This behemoth of renewable energy dividend growth continues to forge ahead

NextEra Energy Partners (NYSE:NEP) generated excellent results during the second quarter despite the market turbulence caused by COVID-19. The strength of the company is based on its strong contract profile, its existing high performing assets and several recent acquisitions. For this reason, this owner and operator of clean energy projects remains on track to meet management’s dividend growth targets.

A look at NextEra Energy Partners’ second quarter results


Q2 2020

Q2 2019


Adjusted EBITDA

$349 million

$284 million


Cash available for distribution (CAFD)

$166 million

$114 million


Data source: NextEra Energy Partners.

The company’s earnings and cash flow soared in the quarter due in large part to recent purchases. Last year he acquired a renewable energy his parent’s wallet, electric utility NextEra Energy (NYSE:NEE), and also purchased gas pipeline operator Meade Pipeline. These transactions contributed $51 million in incremental Adjusted EBITDA and $36 million in CAFD during the second quarter.

The company also benefited from strong results on its previously owned assets, which generated $17 million in additional adjusted EBITDA and $35 million in CAFD. The main driver of this growth has been an improvement in wind resources; in the second quarter of 2020, the level of wind available for power generation in its wind facilities was within the historical average, whereas a year ago the wind was only 94% of the norm .

Image source: Getty Images.

A glimpse of what awaits NextEra Energy Partners

Earlier this month, one of NextEra Energy Partners’ customers, the electric utility Pacific Gas and Electricity (NYSE: PCG), emerged from Chapter 11 bankruptcy. Because of this, NextEra Energy Partners now has access to trapped money from its Desert Sunlight projects that sell power to PG&E. The company received a distribution of $65 million in July and will have unlimited access to future cash flows generated by these assets.

The company also remains on track to complete 275 megawatts of wind repowering projects and certain gas pipeline expansions in Texas. The company expects these to come into service later this year, which will provide it with additional cash flow.

Based on all of these factors, NextEra Energy Partners is increasingly confident in its near-term dividend growth plan. The company estimates that it will have the financial flexibility to increase its dividend by 12% to 15% per year until 2022 without additional acquisitions. In the meantime, he thinks he can maintain that rate through 2024 by completing more deals, which could include purchasing renewable energy assets and gas pipelines from NextEra Energy.

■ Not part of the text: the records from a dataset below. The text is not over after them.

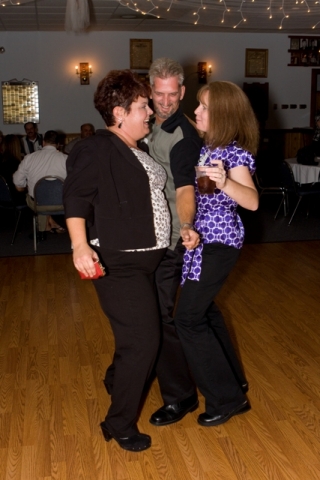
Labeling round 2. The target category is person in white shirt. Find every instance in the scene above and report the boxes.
[13,130,67,240]
[21,122,43,155]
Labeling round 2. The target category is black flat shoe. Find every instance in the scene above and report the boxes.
[198,400,251,427]
[100,422,151,452]
[103,380,113,395]
[149,393,199,426]
[240,382,249,393]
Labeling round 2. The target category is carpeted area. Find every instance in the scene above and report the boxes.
[0,195,320,257]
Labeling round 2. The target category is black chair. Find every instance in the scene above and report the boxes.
[33,175,64,253]
[254,170,288,220]
[0,175,27,245]
[280,160,320,225]
[254,142,288,219]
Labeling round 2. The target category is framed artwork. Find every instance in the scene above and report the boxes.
[290,37,300,50]
[245,48,268,77]
[1,79,40,124]
[130,38,152,70]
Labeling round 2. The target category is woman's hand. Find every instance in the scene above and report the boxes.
[206,160,228,190]
[66,217,99,277]
[73,243,99,277]
[207,160,259,211]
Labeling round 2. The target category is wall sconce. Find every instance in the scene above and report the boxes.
[75,62,92,85]
[198,62,207,83]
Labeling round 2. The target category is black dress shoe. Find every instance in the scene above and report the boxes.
[241,382,249,393]
[29,232,47,242]
[198,400,251,427]
[103,380,113,395]
[100,422,151,452]
[149,393,199,426]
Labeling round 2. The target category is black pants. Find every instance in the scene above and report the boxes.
[155,240,196,405]
[175,243,245,415]
[93,248,165,437]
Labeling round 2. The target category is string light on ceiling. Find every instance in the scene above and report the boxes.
[118,0,320,33]
[118,0,161,18]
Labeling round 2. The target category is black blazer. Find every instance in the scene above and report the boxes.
[63,130,156,250]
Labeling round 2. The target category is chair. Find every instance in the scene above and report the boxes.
[279,160,320,225]
[254,170,288,220]
[33,175,64,253]
[0,175,27,245]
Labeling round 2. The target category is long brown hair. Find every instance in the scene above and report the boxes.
[197,81,259,155]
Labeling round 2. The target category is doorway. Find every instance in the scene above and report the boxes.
[310,68,320,128]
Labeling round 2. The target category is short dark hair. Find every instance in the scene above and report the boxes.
[94,70,151,127]
[80,123,95,132]
[149,57,184,87]
[43,130,59,145]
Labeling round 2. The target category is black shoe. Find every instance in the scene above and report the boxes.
[198,400,251,427]
[240,382,249,393]
[29,232,47,242]
[149,393,199,426]
[100,422,151,452]
[103,380,113,395]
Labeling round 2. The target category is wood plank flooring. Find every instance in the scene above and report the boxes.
[0,241,320,480]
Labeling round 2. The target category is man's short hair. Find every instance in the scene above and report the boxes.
[149,57,184,86]
[80,123,95,133]
[43,130,59,145]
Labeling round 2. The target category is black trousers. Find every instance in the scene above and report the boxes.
[93,248,165,437]
[155,240,196,405]
[175,243,246,415]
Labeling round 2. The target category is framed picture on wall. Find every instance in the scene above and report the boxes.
[290,37,300,50]
[245,48,268,77]
[130,38,152,70]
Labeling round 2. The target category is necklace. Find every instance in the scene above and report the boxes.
[108,127,138,149]
[198,150,210,166]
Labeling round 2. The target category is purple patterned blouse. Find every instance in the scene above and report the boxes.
[181,142,255,285]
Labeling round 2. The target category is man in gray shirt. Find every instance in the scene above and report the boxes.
[146,58,202,426]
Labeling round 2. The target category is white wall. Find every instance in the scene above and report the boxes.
[0,32,311,134]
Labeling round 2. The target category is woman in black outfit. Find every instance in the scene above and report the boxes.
[64,70,170,451]
[0,132,26,205]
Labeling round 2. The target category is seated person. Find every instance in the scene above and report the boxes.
[22,122,43,155]
[63,123,95,155]
[0,134,26,205]
[13,130,67,240]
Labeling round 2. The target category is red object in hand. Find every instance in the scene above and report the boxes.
[79,260,106,280]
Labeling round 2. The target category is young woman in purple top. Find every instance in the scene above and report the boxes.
[175,82,259,426]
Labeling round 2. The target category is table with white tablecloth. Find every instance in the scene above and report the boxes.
[286,158,320,183]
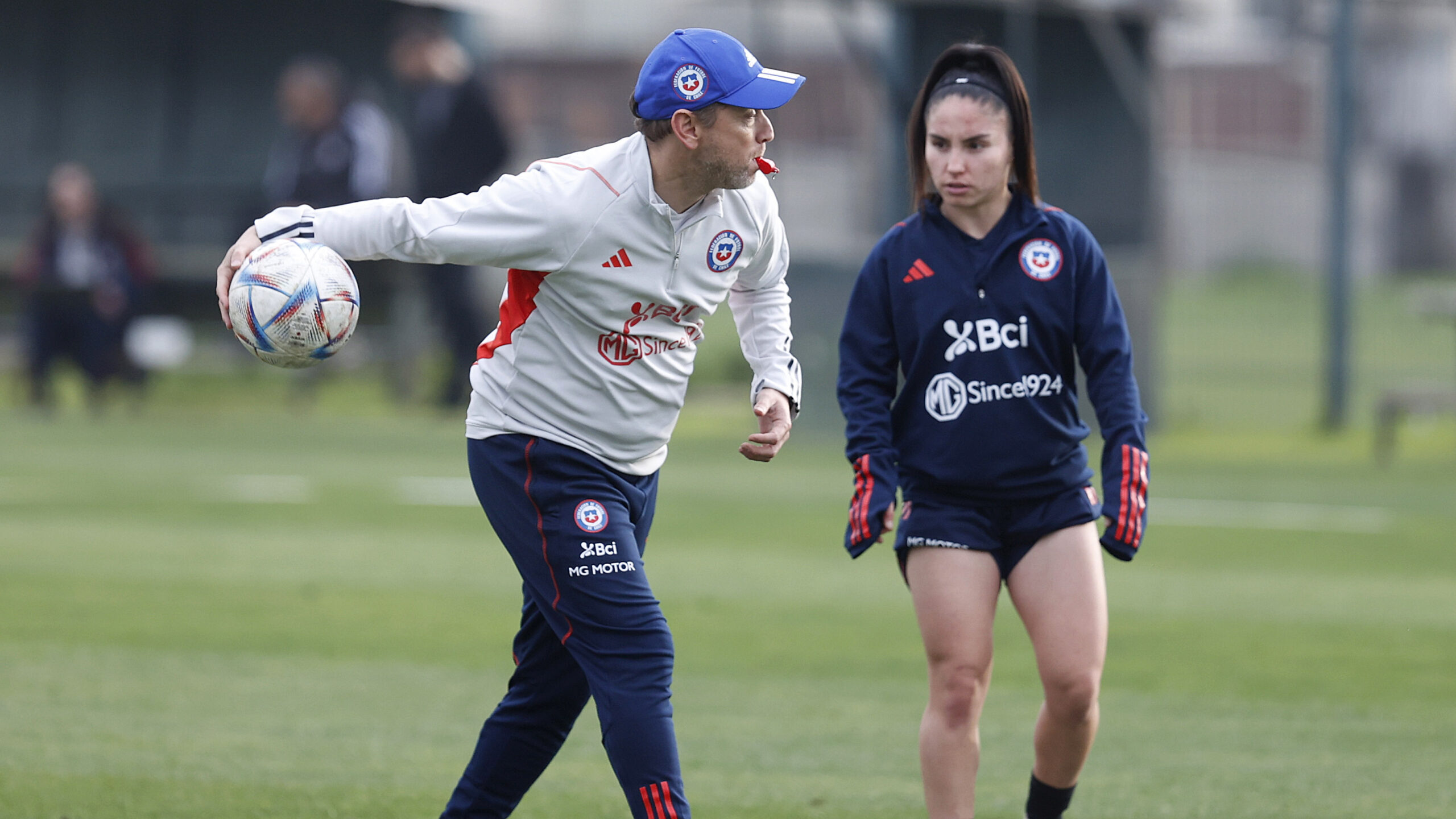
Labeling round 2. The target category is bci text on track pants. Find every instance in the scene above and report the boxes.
[441,435,689,819]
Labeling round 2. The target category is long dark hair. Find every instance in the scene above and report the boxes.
[905,42,1041,210]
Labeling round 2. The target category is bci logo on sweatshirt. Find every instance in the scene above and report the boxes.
[942,316,1029,361]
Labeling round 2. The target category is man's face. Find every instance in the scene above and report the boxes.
[697,105,773,189]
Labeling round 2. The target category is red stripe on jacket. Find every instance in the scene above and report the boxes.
[475,268,548,360]
[1114,443,1133,541]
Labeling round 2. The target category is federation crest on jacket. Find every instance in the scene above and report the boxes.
[1021,239,1061,282]
[708,230,743,272]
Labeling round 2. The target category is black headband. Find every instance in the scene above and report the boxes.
[926,68,1011,111]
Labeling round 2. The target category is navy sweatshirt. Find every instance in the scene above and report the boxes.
[839,194,1147,560]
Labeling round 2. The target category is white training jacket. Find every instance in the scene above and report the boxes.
[257,134,801,475]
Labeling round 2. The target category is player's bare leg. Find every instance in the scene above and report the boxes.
[1006,523,1107,788]
[905,548,1000,819]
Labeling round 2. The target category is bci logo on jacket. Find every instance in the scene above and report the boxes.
[942,316,1029,361]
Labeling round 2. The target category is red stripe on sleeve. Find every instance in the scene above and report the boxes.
[537,159,622,197]
[1115,443,1133,541]
[475,268,546,358]
[1133,449,1147,549]
[859,454,875,539]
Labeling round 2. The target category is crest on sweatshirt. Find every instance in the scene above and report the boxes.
[673,63,708,102]
[708,230,743,272]
[1021,239,1061,282]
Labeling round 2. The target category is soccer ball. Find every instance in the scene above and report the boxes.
[227,239,359,369]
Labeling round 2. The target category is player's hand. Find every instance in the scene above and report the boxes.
[217,228,263,329]
[738,388,793,461]
[875,503,900,544]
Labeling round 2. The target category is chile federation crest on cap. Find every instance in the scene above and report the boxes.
[577,500,607,535]
[1021,239,1061,282]
[673,63,708,102]
[708,230,743,272]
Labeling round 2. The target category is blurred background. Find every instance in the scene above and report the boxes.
[9,0,1456,428]
[0,0,1456,819]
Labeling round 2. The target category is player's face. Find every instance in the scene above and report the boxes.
[925,95,1012,210]
[699,105,773,189]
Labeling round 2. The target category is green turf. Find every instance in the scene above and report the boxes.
[0,383,1456,819]
[0,271,1456,819]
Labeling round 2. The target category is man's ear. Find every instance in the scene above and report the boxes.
[671,108,703,150]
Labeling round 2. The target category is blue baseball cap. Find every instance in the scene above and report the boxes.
[632,29,804,119]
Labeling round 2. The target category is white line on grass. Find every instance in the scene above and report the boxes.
[395,478,481,506]
[223,475,313,503]
[1147,497,1391,535]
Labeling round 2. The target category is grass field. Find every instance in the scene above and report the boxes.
[0,275,1456,819]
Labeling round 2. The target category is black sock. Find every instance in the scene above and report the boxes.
[1027,774,1077,819]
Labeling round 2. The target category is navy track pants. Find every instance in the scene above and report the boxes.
[441,435,690,819]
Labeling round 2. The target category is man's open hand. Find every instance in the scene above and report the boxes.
[738,388,793,461]
[217,228,262,329]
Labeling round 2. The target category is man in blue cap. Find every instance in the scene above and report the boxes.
[217,29,804,819]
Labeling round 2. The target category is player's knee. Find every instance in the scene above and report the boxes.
[1043,671,1101,723]
[930,660,991,726]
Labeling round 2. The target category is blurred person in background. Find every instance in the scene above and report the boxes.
[263,55,409,402]
[263,57,396,205]
[16,162,154,410]
[390,11,510,407]
[839,44,1147,819]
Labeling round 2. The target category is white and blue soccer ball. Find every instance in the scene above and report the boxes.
[227,239,359,369]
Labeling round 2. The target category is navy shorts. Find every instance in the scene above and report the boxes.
[895,487,1101,580]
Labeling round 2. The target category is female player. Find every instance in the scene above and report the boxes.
[839,44,1147,819]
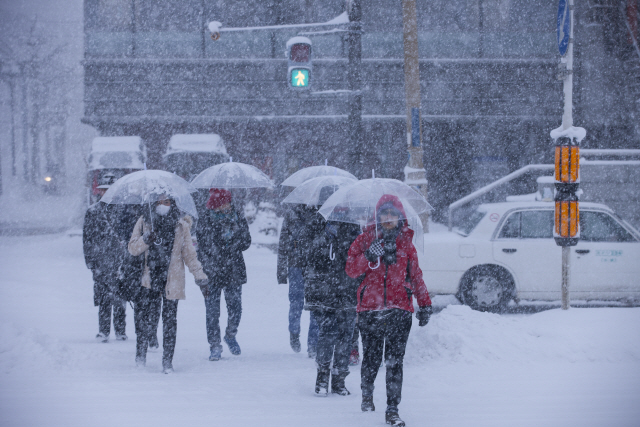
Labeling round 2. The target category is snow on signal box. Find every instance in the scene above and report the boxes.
[285,36,313,89]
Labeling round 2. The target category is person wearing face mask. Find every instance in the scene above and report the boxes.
[129,195,208,374]
[276,205,318,358]
[196,188,251,361]
[304,186,360,396]
[346,194,432,426]
[82,177,127,343]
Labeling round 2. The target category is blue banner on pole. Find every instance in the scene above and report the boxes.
[558,0,571,56]
[411,108,420,147]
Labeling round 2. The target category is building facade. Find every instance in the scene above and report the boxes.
[83,0,640,218]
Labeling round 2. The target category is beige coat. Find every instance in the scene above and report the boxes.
[129,215,207,299]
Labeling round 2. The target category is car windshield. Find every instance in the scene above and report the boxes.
[498,210,553,239]
[580,211,636,242]
[456,210,487,237]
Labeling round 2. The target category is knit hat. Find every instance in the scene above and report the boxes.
[207,188,231,209]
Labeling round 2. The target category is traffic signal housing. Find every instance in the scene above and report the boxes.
[553,137,580,246]
[286,36,313,90]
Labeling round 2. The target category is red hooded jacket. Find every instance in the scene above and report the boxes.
[345,194,431,313]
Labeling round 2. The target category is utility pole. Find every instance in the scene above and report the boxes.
[347,0,366,179]
[402,0,429,232]
[551,0,587,310]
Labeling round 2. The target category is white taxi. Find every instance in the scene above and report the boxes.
[420,201,640,311]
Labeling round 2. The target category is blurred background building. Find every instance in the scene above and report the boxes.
[35,0,640,218]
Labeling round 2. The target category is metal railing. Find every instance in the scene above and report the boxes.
[449,165,554,231]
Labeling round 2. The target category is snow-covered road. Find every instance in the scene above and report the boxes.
[0,235,640,427]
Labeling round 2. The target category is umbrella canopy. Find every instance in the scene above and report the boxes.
[100,170,198,218]
[280,166,357,187]
[191,161,273,188]
[282,175,358,206]
[318,178,432,249]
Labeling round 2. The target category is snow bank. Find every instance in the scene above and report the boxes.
[406,305,640,364]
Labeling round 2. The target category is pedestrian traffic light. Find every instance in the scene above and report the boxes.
[286,37,313,89]
[553,137,580,246]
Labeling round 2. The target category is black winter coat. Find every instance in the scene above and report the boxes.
[82,202,126,305]
[304,222,360,310]
[277,205,318,284]
[196,209,251,287]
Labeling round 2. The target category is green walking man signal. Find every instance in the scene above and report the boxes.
[291,68,309,87]
[285,36,313,89]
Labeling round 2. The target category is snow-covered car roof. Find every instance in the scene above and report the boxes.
[89,136,145,170]
[91,136,142,153]
[165,133,227,156]
[477,201,613,214]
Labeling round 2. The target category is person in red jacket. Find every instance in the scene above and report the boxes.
[345,194,433,426]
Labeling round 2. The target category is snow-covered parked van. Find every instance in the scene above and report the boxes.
[419,200,640,310]
[87,136,146,204]
[163,133,229,181]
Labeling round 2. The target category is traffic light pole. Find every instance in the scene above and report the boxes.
[402,0,428,231]
[551,0,586,310]
[347,0,366,179]
[562,0,573,310]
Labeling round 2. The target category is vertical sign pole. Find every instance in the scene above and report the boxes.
[347,0,366,178]
[562,0,573,310]
[402,0,429,232]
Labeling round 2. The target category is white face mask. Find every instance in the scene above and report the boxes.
[156,205,171,216]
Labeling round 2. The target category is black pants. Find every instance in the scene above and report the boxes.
[358,309,411,412]
[134,288,178,367]
[351,316,360,351]
[313,309,356,377]
[204,283,242,350]
[98,294,127,336]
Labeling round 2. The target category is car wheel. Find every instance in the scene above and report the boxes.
[461,265,513,312]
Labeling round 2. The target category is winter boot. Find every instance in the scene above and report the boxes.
[349,348,360,366]
[162,359,173,374]
[307,347,316,359]
[331,374,351,396]
[136,356,147,368]
[289,334,301,353]
[384,412,404,427]
[96,332,109,342]
[360,396,376,412]
[224,336,240,356]
[209,347,222,362]
[316,369,330,397]
[149,335,160,350]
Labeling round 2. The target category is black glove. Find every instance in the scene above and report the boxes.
[324,223,338,239]
[142,231,156,245]
[382,234,396,265]
[196,279,209,298]
[364,239,384,262]
[416,305,433,326]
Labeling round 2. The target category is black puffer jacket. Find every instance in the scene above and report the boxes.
[196,209,251,286]
[277,205,318,284]
[304,222,360,310]
[82,202,126,305]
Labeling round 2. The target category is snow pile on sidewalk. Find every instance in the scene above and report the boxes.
[406,305,640,364]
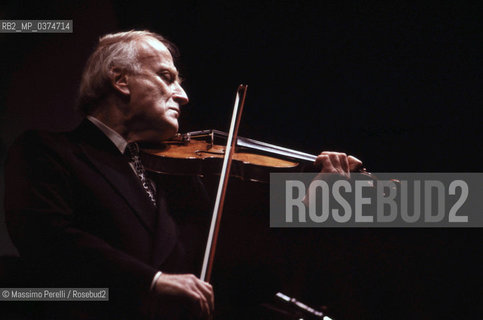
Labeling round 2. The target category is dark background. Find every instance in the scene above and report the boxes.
[0,1,483,320]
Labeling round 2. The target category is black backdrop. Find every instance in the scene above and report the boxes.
[0,1,483,319]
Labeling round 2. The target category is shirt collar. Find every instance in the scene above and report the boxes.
[87,115,127,154]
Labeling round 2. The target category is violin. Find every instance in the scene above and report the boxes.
[142,129,317,183]
[141,85,374,281]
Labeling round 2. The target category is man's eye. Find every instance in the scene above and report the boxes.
[159,72,173,82]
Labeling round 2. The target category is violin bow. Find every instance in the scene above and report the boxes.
[200,84,248,282]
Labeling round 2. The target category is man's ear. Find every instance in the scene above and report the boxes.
[110,67,131,95]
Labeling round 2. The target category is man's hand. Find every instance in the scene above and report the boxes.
[315,151,362,178]
[149,273,215,319]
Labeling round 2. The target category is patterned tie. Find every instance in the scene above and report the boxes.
[124,142,156,207]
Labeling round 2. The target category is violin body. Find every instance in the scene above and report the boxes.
[142,130,315,183]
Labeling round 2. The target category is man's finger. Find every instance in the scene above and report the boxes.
[347,156,362,172]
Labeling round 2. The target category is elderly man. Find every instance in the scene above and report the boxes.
[5,31,358,319]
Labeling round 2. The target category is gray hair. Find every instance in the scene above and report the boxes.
[78,30,178,114]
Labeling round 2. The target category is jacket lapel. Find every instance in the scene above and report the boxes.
[76,120,156,234]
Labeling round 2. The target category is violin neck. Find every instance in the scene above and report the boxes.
[181,130,317,163]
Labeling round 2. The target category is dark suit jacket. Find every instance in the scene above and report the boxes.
[5,120,212,319]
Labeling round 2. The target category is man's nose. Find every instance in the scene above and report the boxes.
[173,82,190,106]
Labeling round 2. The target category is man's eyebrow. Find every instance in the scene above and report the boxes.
[158,66,180,81]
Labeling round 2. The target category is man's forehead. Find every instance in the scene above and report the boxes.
[138,37,174,67]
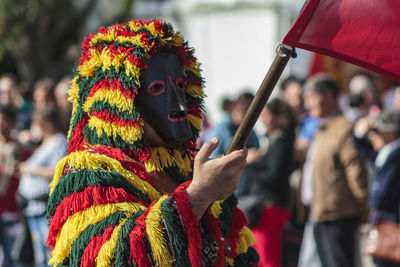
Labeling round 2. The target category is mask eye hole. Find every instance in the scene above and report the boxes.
[176,78,186,91]
[147,80,165,95]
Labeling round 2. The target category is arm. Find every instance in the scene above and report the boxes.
[48,142,256,266]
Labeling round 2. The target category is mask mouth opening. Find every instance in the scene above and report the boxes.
[168,111,187,121]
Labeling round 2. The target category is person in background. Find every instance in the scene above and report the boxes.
[32,77,56,111]
[280,75,305,123]
[0,74,33,132]
[238,99,296,267]
[47,20,258,267]
[206,92,259,158]
[54,75,72,133]
[354,110,400,267]
[0,106,23,267]
[18,108,67,267]
[301,74,368,267]
[344,74,381,122]
[382,81,400,110]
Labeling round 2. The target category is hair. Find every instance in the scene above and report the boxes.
[265,98,296,135]
[304,73,339,98]
[374,110,400,137]
[0,105,17,123]
[280,75,304,91]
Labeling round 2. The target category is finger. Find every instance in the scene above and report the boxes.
[196,137,219,162]
[222,149,247,164]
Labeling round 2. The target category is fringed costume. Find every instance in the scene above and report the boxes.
[47,20,258,267]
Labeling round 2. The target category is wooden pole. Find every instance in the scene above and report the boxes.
[225,44,296,154]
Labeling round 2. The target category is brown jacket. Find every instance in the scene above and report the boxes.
[311,115,368,221]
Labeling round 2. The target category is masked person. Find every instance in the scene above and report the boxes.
[47,20,258,266]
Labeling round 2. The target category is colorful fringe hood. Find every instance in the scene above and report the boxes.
[47,20,258,266]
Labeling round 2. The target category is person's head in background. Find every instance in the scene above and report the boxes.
[367,110,400,151]
[280,75,304,113]
[261,98,296,137]
[348,74,380,116]
[0,74,22,108]
[0,105,17,143]
[393,82,400,110]
[221,97,233,114]
[31,107,60,141]
[304,74,339,118]
[231,92,254,125]
[33,77,56,110]
[54,75,72,113]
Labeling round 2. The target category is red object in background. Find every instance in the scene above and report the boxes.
[282,0,400,81]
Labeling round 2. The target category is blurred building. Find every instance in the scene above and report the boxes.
[88,0,308,123]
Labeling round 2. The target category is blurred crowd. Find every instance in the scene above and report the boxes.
[0,69,400,267]
[0,74,72,267]
[200,73,400,267]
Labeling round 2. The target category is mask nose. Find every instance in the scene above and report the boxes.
[166,76,187,112]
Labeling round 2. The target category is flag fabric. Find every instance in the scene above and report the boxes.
[282,0,400,81]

The company is also well positioned to make more acquisitions. It ended the second quarter with approximately $650 million in liquidity (cash and available borrowing capacity). This number will increase thanks to Desert Sunlight’s cash distributions and the fact that it currently retains around 30% of its CAFD after paying its dividend. Meanwhile, it should not miss acquisition opportunities from NextEra Energy, which recently announced that its backlog of renewable energy expansion projects is larger than the combined wind and solar portfolios in operation. of all other companies except two.

An excellent stock for investors focused on dividend growth

NextEra Energy Partners had another strong quarter thanks to a combination of acquisitions over the past year and strong performance from its older assets. Factor in its soon-to-be-completed expansion plan and the boost it will get from PG&E’s exit from bankruptcy, and it’s clear that this company should have all the ingredients it needs to realize its growth plans. dividend growth through at least 2022. of that, it’s a great stock for investors who want a fast-growing income stream fueled by clean energy.

This article represents the opinion of the author, who may disagree with the “official” recommendation position of a high-end advice service Motley Fool. We are heterogeneous! Challenging an investing thesis — even one of our own — helps us all think critically about investing and make decisions that help us become smarter, happier, and wealthier.